Pour revenir à 1979, cette déroute a été un déclic pour les Lions de l’Atlas, puisqu’après ce match, on a changé tout l’effectif et permis à des talents, tels que Bouderbala, Zaki ou d’autres éléments talentueux, de rejoindre les rangs de la sélection.

– De l’équipe qu’on affrontera le 27 mars, on craint surtout que le talent d’un certain Merouane Chamakh fasse basculer le résultat en faveur de sa sélection…

– A mon avis, ce serait une grave erreur que de focaliser notre attention sur un seul joueur, le football est un jeu collectif, ce sont les trois compartiments qu’il faudra surveiller de près, car le danger pourrait venir de toute part.

L’opinion sportive au Maroc n’a pas compris pourquoi Eric Gerets n’a pas retenu pour ce match Hamdaoui de l’Ajax Amsterdam ?

– Peut-être que cet élément ne répond pas aux options de Gerets, qui a certainement ses propres raisons, mais ne veut pas les révéler. Moi je sais que cet entraîneur ne fait pas n’importe quoi, il le maîtrise sur le bout des ongles. Donc, ce n’est pas à nous de lui dire ce qu’il doit faire.

– Et notre EN pour gagner ce match, que doit-elle faire ?

– D’abord, nos joueurs doivent rentrer sur le terrain avec un esprit de conquérant et tout faire pour accomplir un match sérieux. Néanmoins, comme dans ce genre de match, tout se joue sur un détail, la moindre occasion qui s’offrira à nous, il faut la transformer en but.

– Tedj, avez-vous une anecdote à nous raconter sur le match de décembre 1979 ?

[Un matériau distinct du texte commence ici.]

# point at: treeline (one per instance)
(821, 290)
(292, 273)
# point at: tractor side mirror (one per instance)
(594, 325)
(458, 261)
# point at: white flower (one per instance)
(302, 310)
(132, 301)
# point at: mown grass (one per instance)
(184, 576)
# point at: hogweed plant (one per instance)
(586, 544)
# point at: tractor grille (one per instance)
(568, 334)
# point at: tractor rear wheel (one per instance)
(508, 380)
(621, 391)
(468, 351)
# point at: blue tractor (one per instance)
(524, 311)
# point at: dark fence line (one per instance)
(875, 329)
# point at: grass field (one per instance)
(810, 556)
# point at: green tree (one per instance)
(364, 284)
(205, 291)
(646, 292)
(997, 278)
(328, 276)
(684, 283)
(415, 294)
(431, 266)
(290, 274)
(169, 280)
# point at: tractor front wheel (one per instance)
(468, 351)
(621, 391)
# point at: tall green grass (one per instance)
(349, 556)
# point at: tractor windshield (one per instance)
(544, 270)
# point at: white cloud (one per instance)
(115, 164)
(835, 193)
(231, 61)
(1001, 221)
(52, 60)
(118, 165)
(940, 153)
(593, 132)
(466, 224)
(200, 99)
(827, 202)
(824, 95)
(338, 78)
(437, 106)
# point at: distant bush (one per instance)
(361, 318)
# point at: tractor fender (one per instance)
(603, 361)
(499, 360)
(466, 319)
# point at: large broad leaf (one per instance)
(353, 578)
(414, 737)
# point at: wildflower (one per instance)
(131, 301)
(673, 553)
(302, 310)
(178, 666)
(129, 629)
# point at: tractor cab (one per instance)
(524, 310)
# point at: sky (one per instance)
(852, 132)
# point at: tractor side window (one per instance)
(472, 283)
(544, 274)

– C’était avant le coup d’envoi du match, en constatant que tous les photographes s’étaient installés derrière nos buts, j’ai fait la remarque à une photographe européenne : mets-toi derrière les buts marocains, tu ne vas pas le regretter. Un conseil qu’elle a pris en considération, certainement avec les buts qui pleuvaient dans les filets marocains, elle ne l’a pas regretté (rires !)

GUEMRI : «Même le public marocain, on lui a fait changer d’avis»

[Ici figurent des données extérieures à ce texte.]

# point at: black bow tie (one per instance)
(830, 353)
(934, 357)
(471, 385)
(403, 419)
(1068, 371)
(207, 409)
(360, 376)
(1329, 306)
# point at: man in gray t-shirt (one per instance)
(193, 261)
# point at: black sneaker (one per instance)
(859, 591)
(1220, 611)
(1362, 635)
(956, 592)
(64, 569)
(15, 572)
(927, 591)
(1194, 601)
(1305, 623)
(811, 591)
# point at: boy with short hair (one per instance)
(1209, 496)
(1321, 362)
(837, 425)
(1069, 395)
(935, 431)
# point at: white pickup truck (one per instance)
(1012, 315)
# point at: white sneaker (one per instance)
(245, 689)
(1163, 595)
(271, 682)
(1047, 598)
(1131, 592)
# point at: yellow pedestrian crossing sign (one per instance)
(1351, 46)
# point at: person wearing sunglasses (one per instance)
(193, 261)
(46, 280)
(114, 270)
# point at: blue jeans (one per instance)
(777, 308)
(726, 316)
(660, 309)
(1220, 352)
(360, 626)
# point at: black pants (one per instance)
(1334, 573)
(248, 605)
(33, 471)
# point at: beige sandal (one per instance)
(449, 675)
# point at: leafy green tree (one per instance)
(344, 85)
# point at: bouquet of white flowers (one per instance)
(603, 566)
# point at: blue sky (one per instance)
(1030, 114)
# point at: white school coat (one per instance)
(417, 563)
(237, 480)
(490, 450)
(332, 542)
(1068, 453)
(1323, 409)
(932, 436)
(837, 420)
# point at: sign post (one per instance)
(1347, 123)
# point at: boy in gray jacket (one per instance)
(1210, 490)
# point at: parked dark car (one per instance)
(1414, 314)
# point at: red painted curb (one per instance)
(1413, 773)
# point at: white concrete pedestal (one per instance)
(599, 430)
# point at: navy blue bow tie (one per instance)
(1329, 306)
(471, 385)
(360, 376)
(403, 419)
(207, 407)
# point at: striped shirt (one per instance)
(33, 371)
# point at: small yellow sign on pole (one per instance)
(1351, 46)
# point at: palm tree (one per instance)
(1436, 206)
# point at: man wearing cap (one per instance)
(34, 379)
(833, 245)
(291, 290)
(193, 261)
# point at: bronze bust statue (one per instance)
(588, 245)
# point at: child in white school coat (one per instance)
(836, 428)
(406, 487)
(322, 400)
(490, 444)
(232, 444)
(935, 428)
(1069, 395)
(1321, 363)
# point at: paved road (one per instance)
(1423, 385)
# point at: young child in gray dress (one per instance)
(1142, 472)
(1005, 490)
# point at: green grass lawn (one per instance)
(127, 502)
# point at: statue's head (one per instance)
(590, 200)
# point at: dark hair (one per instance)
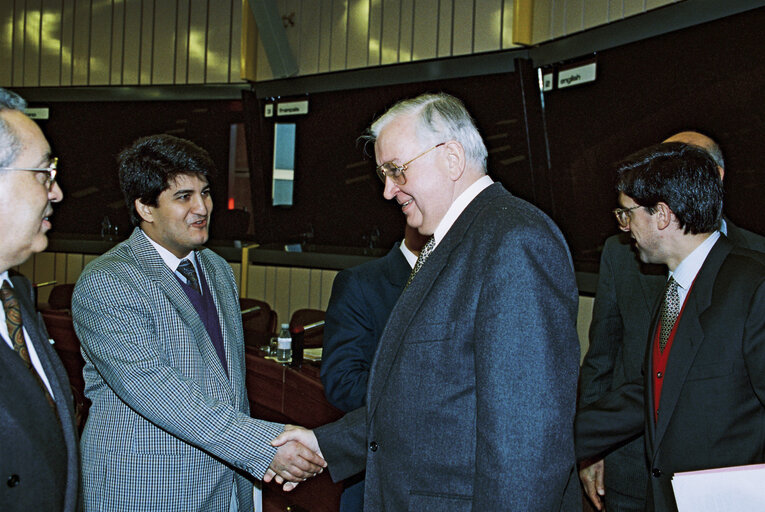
(151, 163)
(683, 176)
(9, 141)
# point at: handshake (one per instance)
(297, 458)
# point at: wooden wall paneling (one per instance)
(164, 43)
(307, 20)
(325, 36)
(425, 31)
(131, 50)
(406, 26)
(574, 17)
(32, 31)
(487, 26)
(596, 13)
(99, 62)
(445, 28)
(358, 34)
(218, 41)
(338, 46)
(81, 42)
(197, 41)
(235, 47)
(181, 61)
(632, 7)
(117, 42)
(374, 43)
(146, 52)
(17, 45)
(462, 42)
(74, 265)
(390, 31)
(299, 288)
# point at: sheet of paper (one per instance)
(732, 489)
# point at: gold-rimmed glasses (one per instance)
(51, 171)
(623, 215)
(396, 172)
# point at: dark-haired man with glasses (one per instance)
(39, 458)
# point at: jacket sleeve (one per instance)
(152, 364)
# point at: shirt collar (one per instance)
(170, 259)
(411, 257)
(686, 271)
(459, 205)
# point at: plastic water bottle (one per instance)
(284, 345)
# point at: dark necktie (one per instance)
(16, 333)
(424, 253)
(186, 269)
(670, 308)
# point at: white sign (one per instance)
(292, 108)
(577, 75)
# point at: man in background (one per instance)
(471, 395)
(39, 458)
(361, 301)
(701, 401)
(161, 331)
(627, 292)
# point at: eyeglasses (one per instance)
(623, 215)
(396, 172)
(51, 171)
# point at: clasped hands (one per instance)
(297, 458)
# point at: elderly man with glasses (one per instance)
(39, 458)
(471, 394)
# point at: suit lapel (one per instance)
(411, 299)
(157, 271)
(688, 337)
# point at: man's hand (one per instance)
(297, 458)
(591, 475)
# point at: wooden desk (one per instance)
(287, 395)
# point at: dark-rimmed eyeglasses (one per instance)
(396, 172)
(623, 215)
(51, 171)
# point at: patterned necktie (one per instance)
(16, 333)
(186, 269)
(670, 308)
(424, 253)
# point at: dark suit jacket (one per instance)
(361, 301)
(471, 395)
(627, 293)
(711, 411)
(37, 451)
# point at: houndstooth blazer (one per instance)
(167, 427)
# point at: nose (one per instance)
(389, 192)
(55, 194)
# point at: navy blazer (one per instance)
(361, 301)
(621, 319)
(39, 454)
(712, 410)
(475, 373)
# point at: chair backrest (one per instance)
(314, 336)
(259, 320)
(61, 329)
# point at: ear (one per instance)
(664, 215)
(455, 158)
(144, 211)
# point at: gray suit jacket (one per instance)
(39, 456)
(471, 396)
(167, 429)
(626, 299)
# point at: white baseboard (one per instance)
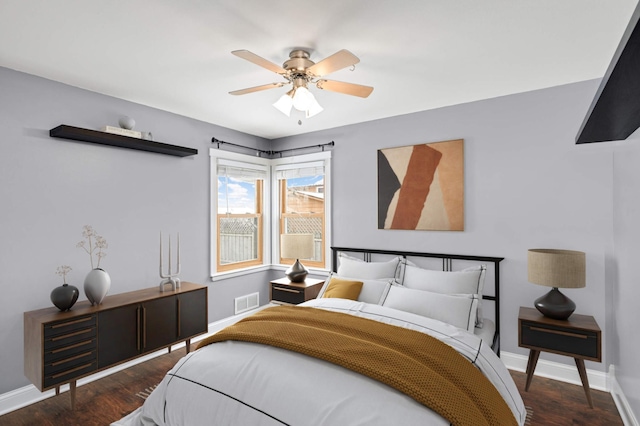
(27, 395)
(569, 374)
(624, 408)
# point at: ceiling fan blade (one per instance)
(256, 88)
(252, 57)
(346, 88)
(335, 62)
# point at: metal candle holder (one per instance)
(170, 277)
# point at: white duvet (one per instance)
(238, 383)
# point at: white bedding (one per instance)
(238, 383)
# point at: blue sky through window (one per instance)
(239, 196)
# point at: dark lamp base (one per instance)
(555, 305)
(296, 273)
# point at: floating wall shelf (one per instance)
(103, 138)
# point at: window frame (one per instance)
(248, 162)
(299, 161)
(270, 209)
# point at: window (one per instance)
(238, 217)
(301, 206)
(247, 191)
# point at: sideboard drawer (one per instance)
(68, 326)
(72, 349)
(582, 343)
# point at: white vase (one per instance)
(127, 123)
(96, 285)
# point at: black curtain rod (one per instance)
(270, 153)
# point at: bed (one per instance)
(372, 359)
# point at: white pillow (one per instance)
(352, 267)
(466, 281)
(459, 310)
(373, 291)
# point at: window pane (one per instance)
(239, 239)
(239, 218)
(303, 211)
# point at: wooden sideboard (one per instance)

L’attaquant vedette de l’ASMO dans les années 1980 a été l’un des buteurs de ce fameux match de 1979, un exploit que le sympathique Redouane relate aujourd’hui avec la même émotion.

– Le 9 décembre 1979 est une date que vous n’oublierez jamais ?

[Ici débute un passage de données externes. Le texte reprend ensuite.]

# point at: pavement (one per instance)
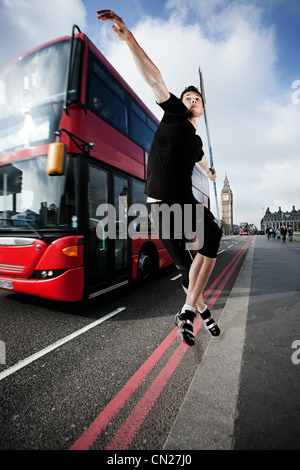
(245, 394)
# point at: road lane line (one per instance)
(91, 434)
(126, 433)
(57, 344)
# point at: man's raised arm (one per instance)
(146, 67)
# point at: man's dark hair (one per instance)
(191, 88)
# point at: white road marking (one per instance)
(56, 345)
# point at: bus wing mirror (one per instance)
(56, 159)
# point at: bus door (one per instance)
(107, 257)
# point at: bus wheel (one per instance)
(147, 264)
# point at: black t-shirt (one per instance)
(174, 151)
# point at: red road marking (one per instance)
(128, 430)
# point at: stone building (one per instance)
(227, 208)
(280, 218)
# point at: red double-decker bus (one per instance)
(73, 136)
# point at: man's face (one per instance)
(193, 102)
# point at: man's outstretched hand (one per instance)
(119, 26)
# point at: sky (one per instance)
(249, 53)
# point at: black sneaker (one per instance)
(184, 321)
(209, 323)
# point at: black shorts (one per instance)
(177, 247)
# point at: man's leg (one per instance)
(200, 272)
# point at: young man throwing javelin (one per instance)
(174, 151)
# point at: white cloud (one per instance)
(253, 124)
(27, 24)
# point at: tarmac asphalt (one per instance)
(246, 391)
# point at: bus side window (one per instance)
(106, 98)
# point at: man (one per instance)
(174, 151)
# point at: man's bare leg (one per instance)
(199, 275)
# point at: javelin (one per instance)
(208, 140)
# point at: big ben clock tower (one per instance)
(227, 205)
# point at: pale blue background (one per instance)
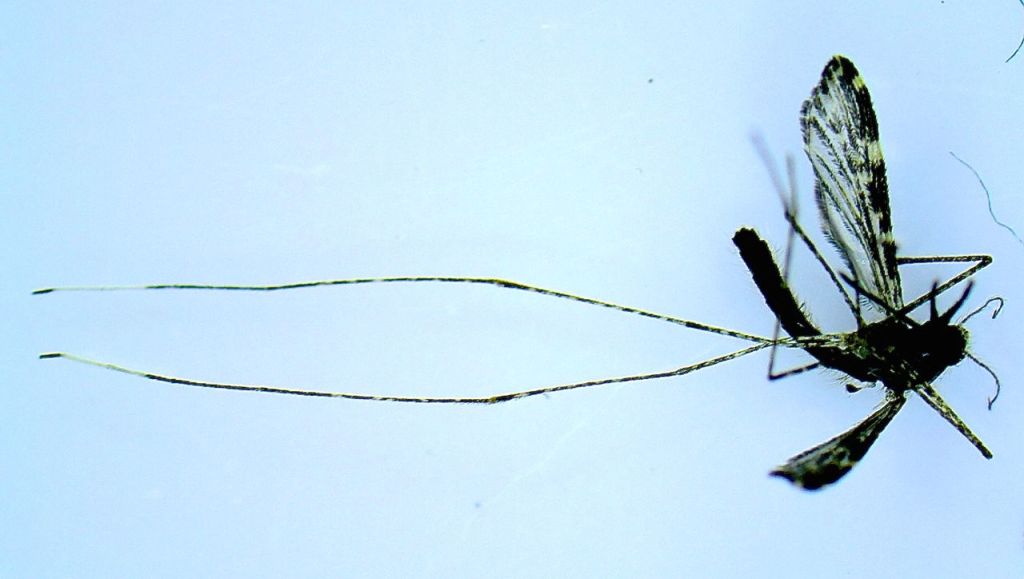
(583, 147)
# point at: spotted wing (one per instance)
(828, 461)
(841, 138)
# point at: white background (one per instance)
(586, 148)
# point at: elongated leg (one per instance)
(933, 399)
(506, 284)
(832, 459)
(416, 400)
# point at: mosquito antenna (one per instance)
(1019, 46)
(981, 307)
(988, 196)
(376, 398)
(998, 384)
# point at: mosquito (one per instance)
(888, 346)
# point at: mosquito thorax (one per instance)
(902, 356)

– Comment oublier un souvenir aussi merveilleux que cette retentissante victoire au stade d’honneur de Casablanca sur le Maroc. Cette victoire a d’autant une saveur particulière, car les relations à l’époque entre les deux pays étaient conflictuelles.

Les Marocains n’avaient pas admis la décision d’expulser ses concitoyens de l’Algérie, d’ailleurs à notre entrée sur le terrain, avant le coup d’envoi du match, on a été hués du public et comme le stade ce jour-là était archicomble, c’était vraiment impressionnant, il fallait garder ses nerfs pour rester insensibles à toutes ses provocations, même après avoir marqué deux buts, le public continuait à soutenir son équipe et proférer des insultes envers les Algériens.

– Cela s’est-il passé tout au long du match ?

– Non heureusement, lorsqu’on a inscrit le troisième but, subitement tout le stade s’est mis à nous applaudir.

Franchement, on ne s’attendait à un tel changement de réaction de la part d’un public, pourtant acquis à 100% à son équipe nationale. Même à notre retour à l’hôtel, nous fumes applaudis partout à la sortie du stade, sur la route et même à notre arrivée à Mohammedia, ce sont des souvenirs qui resteront à jamais gravés dans notre mémoire.

– Votre somptueux but aussi…

– Avant d’inscrire ce but (le quatrième), j’ai fait un sprint de 40 mètres à l’entrée de la surface, je frappe fort dans la lucarne. J’espère que nos attaquants feront pareil, sinon mieux dimanche prochain à Annaba.

– Quelle recette leur donnez-vous ?

– Dans ce genre de match, il faut jouer avec hargne, mais surtout entrer sur le terrain avec l’idée de se faire plaisir. Certes, avec un point au capital, l’EN est dos au mur avant ce derby du Maghreb. Cependant, il faut rester calme, d’ailleurs le discours du coach avant le match sera déterminant, il faut qu’Abdelhak Benchikha trouve les mots nécessaires pour galvaniser ses troupes, a qui nous faisons entièrement confiance pour nous offrir le 27 mars une victoire qui est devenue par la force des choses impérative.